Thursday, July 21, 2011

Blog Challenge Day 2: Where I'd Like to be in Ten Years

Wow--in ten years I will have a 13 year old and 11 year old! That is hard to imagine!

Career
: I am currently a working mommy right now for a lot of reasons (personal satisfaction, finances, wonderful childcare) but one major reason is that I've always felt like I wanted to pay my dues now so I could hopefully pull back when my kids were hitting the middle school years. So, I really hope in 10 years that we are financially in a place where I can afford to work more part time (and by that I mean I want to be able to be home after school and, most ideally, at least a good chunk of the summer). I think the middle school years are so important and so formative and a time when children can really easily slip away from their parents...so I want to make sure I am wholly present for them during that time.

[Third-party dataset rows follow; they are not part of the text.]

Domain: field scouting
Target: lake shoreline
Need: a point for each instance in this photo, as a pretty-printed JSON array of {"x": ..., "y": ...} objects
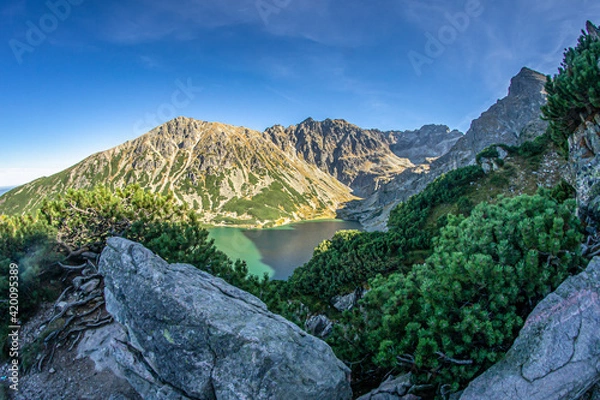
[{"x": 277, "y": 251}]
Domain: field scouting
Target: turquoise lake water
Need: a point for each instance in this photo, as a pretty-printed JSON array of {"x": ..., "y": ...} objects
[{"x": 276, "y": 251}]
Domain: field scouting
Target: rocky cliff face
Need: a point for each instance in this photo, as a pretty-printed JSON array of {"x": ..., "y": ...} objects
[
  {"x": 584, "y": 159},
  {"x": 424, "y": 145},
  {"x": 512, "y": 121},
  {"x": 224, "y": 172},
  {"x": 313, "y": 169},
  {"x": 184, "y": 334},
  {"x": 359, "y": 158},
  {"x": 557, "y": 353}
]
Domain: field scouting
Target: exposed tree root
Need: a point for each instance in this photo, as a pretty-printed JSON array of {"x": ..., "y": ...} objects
[{"x": 75, "y": 311}]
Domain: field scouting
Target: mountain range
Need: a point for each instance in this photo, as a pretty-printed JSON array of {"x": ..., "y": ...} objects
[{"x": 316, "y": 169}]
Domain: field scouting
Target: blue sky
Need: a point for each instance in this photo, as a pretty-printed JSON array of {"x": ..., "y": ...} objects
[{"x": 81, "y": 76}]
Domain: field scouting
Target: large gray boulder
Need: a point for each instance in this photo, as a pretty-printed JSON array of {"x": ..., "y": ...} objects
[
  {"x": 190, "y": 335},
  {"x": 584, "y": 159},
  {"x": 557, "y": 353}
]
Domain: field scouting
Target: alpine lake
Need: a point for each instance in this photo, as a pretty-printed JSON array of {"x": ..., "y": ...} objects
[{"x": 277, "y": 251}]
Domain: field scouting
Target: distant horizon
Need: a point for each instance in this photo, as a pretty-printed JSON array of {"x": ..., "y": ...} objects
[
  {"x": 52, "y": 171},
  {"x": 84, "y": 77}
]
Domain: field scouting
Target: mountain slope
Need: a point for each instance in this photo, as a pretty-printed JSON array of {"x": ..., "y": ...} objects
[
  {"x": 231, "y": 174},
  {"x": 513, "y": 120},
  {"x": 359, "y": 158}
]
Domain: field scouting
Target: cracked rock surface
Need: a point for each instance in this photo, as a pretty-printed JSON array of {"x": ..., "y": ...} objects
[
  {"x": 557, "y": 353},
  {"x": 190, "y": 335}
]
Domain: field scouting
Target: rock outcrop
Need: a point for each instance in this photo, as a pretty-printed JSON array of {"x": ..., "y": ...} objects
[
  {"x": 424, "y": 145},
  {"x": 359, "y": 158},
  {"x": 513, "y": 120},
  {"x": 584, "y": 159},
  {"x": 226, "y": 173},
  {"x": 557, "y": 353},
  {"x": 190, "y": 335},
  {"x": 392, "y": 389}
]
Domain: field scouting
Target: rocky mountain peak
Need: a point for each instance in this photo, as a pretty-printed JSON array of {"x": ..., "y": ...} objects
[{"x": 526, "y": 83}]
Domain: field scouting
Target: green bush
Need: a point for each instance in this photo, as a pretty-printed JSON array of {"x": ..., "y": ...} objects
[
  {"x": 408, "y": 221},
  {"x": 574, "y": 93},
  {"x": 29, "y": 242},
  {"x": 470, "y": 298},
  {"x": 342, "y": 264}
]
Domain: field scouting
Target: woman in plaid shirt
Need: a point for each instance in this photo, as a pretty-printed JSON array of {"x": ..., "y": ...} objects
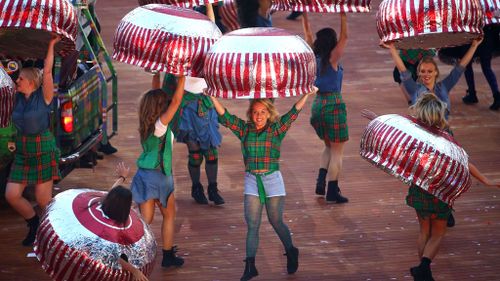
[{"x": 261, "y": 138}]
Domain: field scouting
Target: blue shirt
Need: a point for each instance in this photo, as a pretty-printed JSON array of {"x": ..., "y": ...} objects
[
  {"x": 441, "y": 89},
  {"x": 331, "y": 80},
  {"x": 31, "y": 116}
]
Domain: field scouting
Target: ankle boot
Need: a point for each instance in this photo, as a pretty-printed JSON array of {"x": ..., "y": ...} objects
[
  {"x": 250, "y": 269},
  {"x": 213, "y": 194},
  {"x": 333, "y": 193},
  {"x": 170, "y": 259},
  {"x": 321, "y": 181},
  {"x": 470, "y": 97},
  {"x": 496, "y": 101},
  {"x": 33, "y": 227},
  {"x": 292, "y": 260},
  {"x": 198, "y": 194}
]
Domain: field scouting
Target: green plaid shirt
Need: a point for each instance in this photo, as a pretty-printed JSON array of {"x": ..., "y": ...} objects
[{"x": 261, "y": 149}]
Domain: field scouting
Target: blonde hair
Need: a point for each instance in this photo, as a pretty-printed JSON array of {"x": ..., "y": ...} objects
[
  {"x": 427, "y": 60},
  {"x": 33, "y": 75},
  {"x": 268, "y": 103},
  {"x": 153, "y": 103},
  {"x": 430, "y": 110}
]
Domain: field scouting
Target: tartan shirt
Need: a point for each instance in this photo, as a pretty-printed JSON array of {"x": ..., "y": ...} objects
[{"x": 260, "y": 149}]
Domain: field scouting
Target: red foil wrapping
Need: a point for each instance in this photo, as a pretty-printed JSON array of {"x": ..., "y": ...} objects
[
  {"x": 25, "y": 27},
  {"x": 417, "y": 154},
  {"x": 76, "y": 241},
  {"x": 165, "y": 38},
  {"x": 261, "y": 62},
  {"x": 229, "y": 15},
  {"x": 491, "y": 10},
  {"x": 179, "y": 3},
  {"x": 323, "y": 6},
  {"x": 429, "y": 23}
]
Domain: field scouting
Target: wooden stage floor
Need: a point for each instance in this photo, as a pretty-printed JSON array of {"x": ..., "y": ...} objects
[{"x": 373, "y": 237}]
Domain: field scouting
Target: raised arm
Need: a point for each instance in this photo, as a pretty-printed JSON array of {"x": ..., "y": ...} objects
[
  {"x": 338, "y": 51},
  {"x": 166, "y": 117},
  {"x": 218, "y": 107},
  {"x": 470, "y": 53},
  {"x": 307, "y": 30},
  {"x": 474, "y": 171},
  {"x": 48, "y": 80}
]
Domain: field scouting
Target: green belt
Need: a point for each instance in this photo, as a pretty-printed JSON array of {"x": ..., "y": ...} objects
[{"x": 260, "y": 185}]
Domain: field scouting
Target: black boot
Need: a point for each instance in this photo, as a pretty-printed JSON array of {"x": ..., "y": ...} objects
[
  {"x": 321, "y": 181},
  {"x": 213, "y": 194},
  {"x": 292, "y": 260},
  {"x": 198, "y": 194},
  {"x": 496, "y": 101},
  {"x": 170, "y": 259},
  {"x": 451, "y": 221},
  {"x": 333, "y": 193},
  {"x": 33, "y": 227},
  {"x": 250, "y": 269},
  {"x": 470, "y": 97}
]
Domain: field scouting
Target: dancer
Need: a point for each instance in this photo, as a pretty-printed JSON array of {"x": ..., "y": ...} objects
[
  {"x": 432, "y": 213},
  {"x": 153, "y": 183},
  {"x": 328, "y": 113},
  {"x": 36, "y": 160},
  {"x": 195, "y": 124},
  {"x": 261, "y": 140}
]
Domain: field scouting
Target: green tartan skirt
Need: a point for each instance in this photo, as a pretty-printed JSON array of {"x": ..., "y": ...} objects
[
  {"x": 426, "y": 204},
  {"x": 329, "y": 117},
  {"x": 36, "y": 159}
]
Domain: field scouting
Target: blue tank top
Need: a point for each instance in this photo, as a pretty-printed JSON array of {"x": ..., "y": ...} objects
[
  {"x": 31, "y": 116},
  {"x": 331, "y": 80}
]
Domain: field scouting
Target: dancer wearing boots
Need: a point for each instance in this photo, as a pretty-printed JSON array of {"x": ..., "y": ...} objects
[
  {"x": 328, "y": 113},
  {"x": 37, "y": 157},
  {"x": 153, "y": 183},
  {"x": 432, "y": 213},
  {"x": 261, "y": 138},
  {"x": 428, "y": 73},
  {"x": 195, "y": 124}
]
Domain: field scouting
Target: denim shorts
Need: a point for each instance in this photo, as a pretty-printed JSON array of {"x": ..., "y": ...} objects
[
  {"x": 273, "y": 184},
  {"x": 151, "y": 184}
]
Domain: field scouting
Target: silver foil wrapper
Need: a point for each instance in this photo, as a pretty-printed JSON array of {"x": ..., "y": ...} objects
[
  {"x": 417, "y": 154},
  {"x": 429, "y": 23},
  {"x": 76, "y": 241}
]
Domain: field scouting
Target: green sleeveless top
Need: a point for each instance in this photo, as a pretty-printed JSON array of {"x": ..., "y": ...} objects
[{"x": 150, "y": 157}]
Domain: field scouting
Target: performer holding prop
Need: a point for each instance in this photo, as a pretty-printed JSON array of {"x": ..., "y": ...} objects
[{"x": 419, "y": 151}]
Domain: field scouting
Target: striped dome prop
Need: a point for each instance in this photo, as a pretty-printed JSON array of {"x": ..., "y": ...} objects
[
  {"x": 261, "y": 62},
  {"x": 429, "y": 23},
  {"x": 165, "y": 38},
  {"x": 417, "y": 154},
  {"x": 25, "y": 27},
  {"x": 323, "y": 6}
]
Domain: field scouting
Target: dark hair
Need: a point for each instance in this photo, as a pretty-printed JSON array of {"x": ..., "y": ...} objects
[
  {"x": 326, "y": 41},
  {"x": 247, "y": 12},
  {"x": 116, "y": 205}
]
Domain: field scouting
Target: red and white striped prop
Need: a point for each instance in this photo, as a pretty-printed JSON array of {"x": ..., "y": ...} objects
[
  {"x": 261, "y": 62},
  {"x": 491, "y": 10},
  {"x": 323, "y": 6},
  {"x": 429, "y": 23},
  {"x": 417, "y": 154},
  {"x": 76, "y": 241},
  {"x": 179, "y": 3},
  {"x": 165, "y": 38},
  {"x": 229, "y": 15},
  {"x": 25, "y": 27},
  {"x": 7, "y": 91}
]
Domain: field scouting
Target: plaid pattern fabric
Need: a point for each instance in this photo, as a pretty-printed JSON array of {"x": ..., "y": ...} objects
[
  {"x": 261, "y": 149},
  {"x": 426, "y": 204},
  {"x": 329, "y": 117},
  {"x": 36, "y": 160}
]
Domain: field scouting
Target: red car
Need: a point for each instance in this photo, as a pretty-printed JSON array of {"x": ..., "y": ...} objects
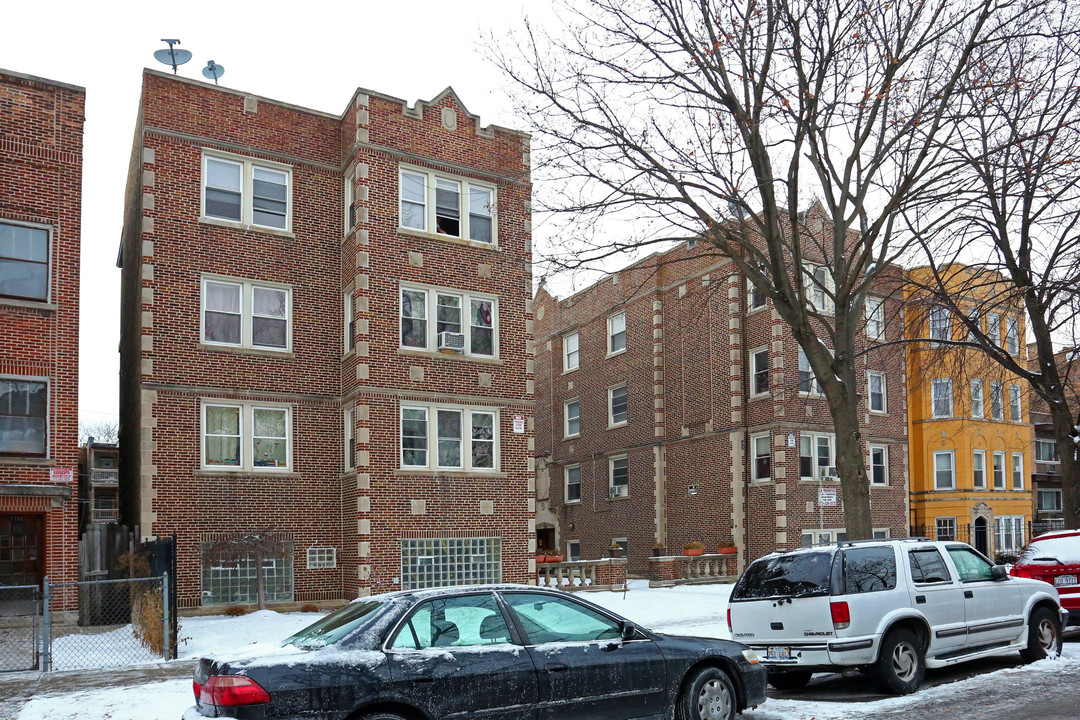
[{"x": 1055, "y": 558}]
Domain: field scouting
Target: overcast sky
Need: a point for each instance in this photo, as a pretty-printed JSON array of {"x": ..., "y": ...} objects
[{"x": 312, "y": 53}]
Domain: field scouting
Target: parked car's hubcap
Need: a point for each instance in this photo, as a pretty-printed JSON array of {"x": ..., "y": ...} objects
[
  {"x": 714, "y": 701},
  {"x": 905, "y": 662}
]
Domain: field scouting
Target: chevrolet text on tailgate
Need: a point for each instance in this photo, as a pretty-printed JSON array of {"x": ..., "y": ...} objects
[{"x": 890, "y": 607}]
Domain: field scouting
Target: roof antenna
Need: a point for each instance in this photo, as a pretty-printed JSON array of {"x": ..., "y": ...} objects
[
  {"x": 213, "y": 71},
  {"x": 172, "y": 56}
]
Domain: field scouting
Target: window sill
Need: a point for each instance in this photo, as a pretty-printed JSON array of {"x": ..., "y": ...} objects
[
  {"x": 284, "y": 354},
  {"x": 447, "y": 239},
  {"x": 31, "y": 304},
  {"x": 217, "y": 222},
  {"x": 460, "y": 357}
]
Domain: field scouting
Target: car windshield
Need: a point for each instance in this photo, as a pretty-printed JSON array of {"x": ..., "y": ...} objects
[
  {"x": 336, "y": 625},
  {"x": 797, "y": 574}
]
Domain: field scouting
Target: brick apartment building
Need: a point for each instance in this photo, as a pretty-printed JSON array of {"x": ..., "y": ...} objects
[
  {"x": 672, "y": 408},
  {"x": 325, "y": 335},
  {"x": 40, "y": 208}
]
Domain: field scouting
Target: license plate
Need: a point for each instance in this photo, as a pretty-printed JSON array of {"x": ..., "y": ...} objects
[{"x": 779, "y": 653}]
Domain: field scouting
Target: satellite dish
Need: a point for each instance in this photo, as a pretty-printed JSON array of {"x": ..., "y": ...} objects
[
  {"x": 172, "y": 55},
  {"x": 213, "y": 71}
]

Family: I would really love if our family had grown by one and that we would have three kids. I'm not sure if this is in our future but there is a stubborn little voice in my head on this topic. We'll see...

There are some parts of ten years away that I feel like I can easily imagine but some parts that I can't...and one of those is with the kids. I have a hard time imagining what/where Charlie will be in ten years health-wise. I never knew anyone who couldn't eat or who had a feeding tube when I was growing up so I have a really hard time imagining Charlie as an adolescent still battling these problems and toting around his little backpack. The writing on the wall says that's exactly where we will be...but I can't imagine what it will look like. My greatest hope for him is that he is able to find his identity in all of this and that his medical conditions don't define him socially. I have the same worries for Jack but on a lesser scale.